Издалека Эний разглядел небольших человечков, идущих по не асфальтированным дорогам. Мужчины носили такие же широкополые шляпы, как Гермион.

– Как называется эта планета? – спросил Эний и услышал, как хором с ним говорят девять других.

– Земля… – помолчав, откликнулся Гермион.

Стоя на пригорке, он смотрел из-под полей шляпы на долину – ласково проводил по ней взглядом, гладил ее дома, деревья, цветы и людей, приветствуя после разлуки. Отблески второго солнца розовели на его носу, успокаивали мрачность его одежды. Гермион протянул к долине руки. Казалось, какие-то вихрящиеся теплые потоки исходят от кончиков его пальцев, струятся до самой долины, и долина улыбается ему в ответ. От этой ее улыбки точка в сердце Эния снова запела, и, прикрывая глаза, Эний поднялся в воздух, сел на струи из пальцев Гермиона и покатился в зеленую мякоть улыбки, как по гладким перилам лестницы интерната, и было ему хорошо, легко и даже весело. Эний открыл глаза – он никуда не катился, а по-прежнему стоял рядом с Гермионом на пригорке. Эний намотал на пальцы волосы у висков, они заструились у щек такими же локонами, как у Гермиона.

– Поспешим, – сказал Гермион. – Нас ждет Великий Раб.


Уайз замолчал. Все ждали продолжения, но по его учащенному дыханию поняли – на сегодня рассказ закончен.

– Уайз, честное слово, с каждым разом твои рассказы становятся все короче, – заворчал Нуник.

– Правильно, – встрепенулся Пахрудин. – Говори сейчас, какой такой Великий Раб ждал Эния. У них там что, на другой планете, до сих пор рабовладельческий строй?

Уайз улыбался – мягко, как только что в его рассказе улыбалась долина. Жмурясь, он смотрел в темноту, всплескивал пухлыми руками, опускал их на одеяло, и растопыренные его пальцы порхали, словно объевшиеся, отяжелевшие от хлебных крошек птицы.

– Мне тяжело представлять места, в которых сам я никогда не был. – Уайз вытянул губы трубочкой, тем самым округляя слова и как будто прося прощения. – Я пока и сам не знаю, что это за Великий Раб. Когда узнаю, расскажу… – Он пожмурился в темноту.

– Выходит, у них на планете все, как у нас? – спросила Валентина.

– Слыхали?! Как у нас?! – в темноте Пахрудин изобразил руками изогнутую фигуру, и будь у него в руках кисточка, мог бы нарисовать на черном фоне темноты сложную художественную абстракцию. – У них там в тысячу, в миллион, в сто миллионов раз лучше, чем у нас! У них два солнца, а у нас – ни одного! – Пахрудин стянул с головы тюбетейку и положил ее под подушку. Голосом он говорил злым и раздраженным, и все, включая Валентину, знали, что в такие моменты с ним лучше не связываться.

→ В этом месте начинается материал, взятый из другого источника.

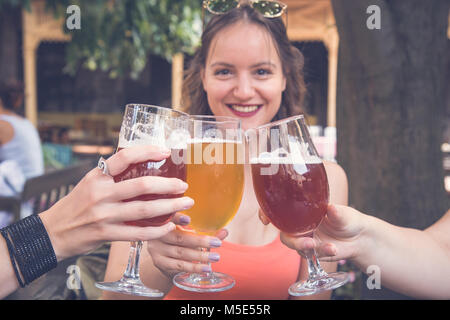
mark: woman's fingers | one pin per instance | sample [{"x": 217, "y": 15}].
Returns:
[
  {"x": 121, "y": 160},
  {"x": 189, "y": 239},
  {"x": 137, "y": 210},
  {"x": 133, "y": 233},
  {"x": 172, "y": 266},
  {"x": 263, "y": 217},
  {"x": 131, "y": 188}
]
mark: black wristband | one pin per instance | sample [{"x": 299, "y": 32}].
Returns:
[{"x": 30, "y": 249}]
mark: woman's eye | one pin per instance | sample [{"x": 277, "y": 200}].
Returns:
[
  {"x": 222, "y": 72},
  {"x": 263, "y": 72}
]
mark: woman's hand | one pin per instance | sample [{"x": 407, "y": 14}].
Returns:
[
  {"x": 338, "y": 237},
  {"x": 179, "y": 250},
  {"x": 94, "y": 211}
]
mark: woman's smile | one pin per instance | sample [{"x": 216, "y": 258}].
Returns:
[{"x": 244, "y": 110}]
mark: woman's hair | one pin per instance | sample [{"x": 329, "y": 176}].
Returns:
[
  {"x": 11, "y": 94},
  {"x": 194, "y": 98}
]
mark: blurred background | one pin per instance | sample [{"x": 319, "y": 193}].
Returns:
[{"x": 378, "y": 99}]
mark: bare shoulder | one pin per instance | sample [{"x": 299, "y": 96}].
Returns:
[
  {"x": 337, "y": 180},
  {"x": 439, "y": 230}
]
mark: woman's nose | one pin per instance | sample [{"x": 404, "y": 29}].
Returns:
[{"x": 244, "y": 89}]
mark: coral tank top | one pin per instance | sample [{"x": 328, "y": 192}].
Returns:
[{"x": 261, "y": 273}]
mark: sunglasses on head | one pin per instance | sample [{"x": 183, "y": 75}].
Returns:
[{"x": 269, "y": 9}]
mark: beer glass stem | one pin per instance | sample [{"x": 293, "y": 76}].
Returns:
[
  {"x": 207, "y": 250},
  {"x": 132, "y": 271},
  {"x": 314, "y": 268}
]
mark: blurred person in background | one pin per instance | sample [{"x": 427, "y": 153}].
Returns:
[{"x": 20, "y": 146}]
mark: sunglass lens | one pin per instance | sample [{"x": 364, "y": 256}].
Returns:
[
  {"x": 268, "y": 8},
  {"x": 222, "y": 6}
]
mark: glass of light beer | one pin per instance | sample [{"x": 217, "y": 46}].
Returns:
[
  {"x": 215, "y": 174},
  {"x": 291, "y": 187},
  {"x": 156, "y": 126}
]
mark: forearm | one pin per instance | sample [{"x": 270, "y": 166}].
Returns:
[
  {"x": 8, "y": 278},
  {"x": 410, "y": 261}
]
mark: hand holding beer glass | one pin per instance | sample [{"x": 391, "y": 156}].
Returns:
[
  {"x": 215, "y": 174},
  {"x": 291, "y": 187},
  {"x": 152, "y": 126}
]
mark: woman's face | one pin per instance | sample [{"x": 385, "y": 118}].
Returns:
[{"x": 243, "y": 75}]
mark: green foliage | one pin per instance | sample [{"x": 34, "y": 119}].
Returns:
[{"x": 118, "y": 36}]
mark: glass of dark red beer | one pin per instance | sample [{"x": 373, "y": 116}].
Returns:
[
  {"x": 291, "y": 186},
  {"x": 156, "y": 126}
]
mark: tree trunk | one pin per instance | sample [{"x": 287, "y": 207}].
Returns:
[{"x": 390, "y": 106}]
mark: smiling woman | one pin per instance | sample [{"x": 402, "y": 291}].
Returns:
[
  {"x": 247, "y": 69},
  {"x": 244, "y": 81},
  {"x": 263, "y": 44}
]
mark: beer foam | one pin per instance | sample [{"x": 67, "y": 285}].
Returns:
[
  {"x": 281, "y": 156},
  {"x": 212, "y": 140}
]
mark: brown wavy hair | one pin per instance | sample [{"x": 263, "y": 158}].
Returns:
[{"x": 194, "y": 100}]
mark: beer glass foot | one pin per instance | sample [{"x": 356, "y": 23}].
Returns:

Раздражался Пахрудин без видимых причин, как, впрочем, и смеялся в самые неподходящие моменты. Когда на него нападал приступ злобы, что случалось нечасто, он сидел, нахохлившись, издавая вибрирующие звуки. Его раздражение быстро доходило до точки кипения, и в горле Пахрудина начинало клокотать – словно в нем закипала вода. Он вдруг и по-петушиному вскрикивал – сухо, неприятно, а потом начинал смеяться. Приступы смеха длились недолго – всего минуту или две.

И сейчас чувствовалось, что Пахрудин закипает, будто сидит не на кровати, а на горячей конфорке.

– Если ты, Пахрудин, не видишь солнца, это не значит, что его нет, – заметила Марина.

Ей было лень разлеплять уже склеенные сном губы, но не хотелось, чтобы Пахрудин, взорвавшись, кого-то обжег.

Пахрудин глубоко затянулся темнотой и сухо по-петушиному вскрикнул:

– Можно подумать, ты много этого солнца видишь!

Посидел, подумал, поскрипел сеткой кровати. Фыркнул. Вынул тюбетейку из-под подушки, фыркнул в нее еще раз и негромко рассмеялся, похоронив свое раздражение на дне круглой шапочки.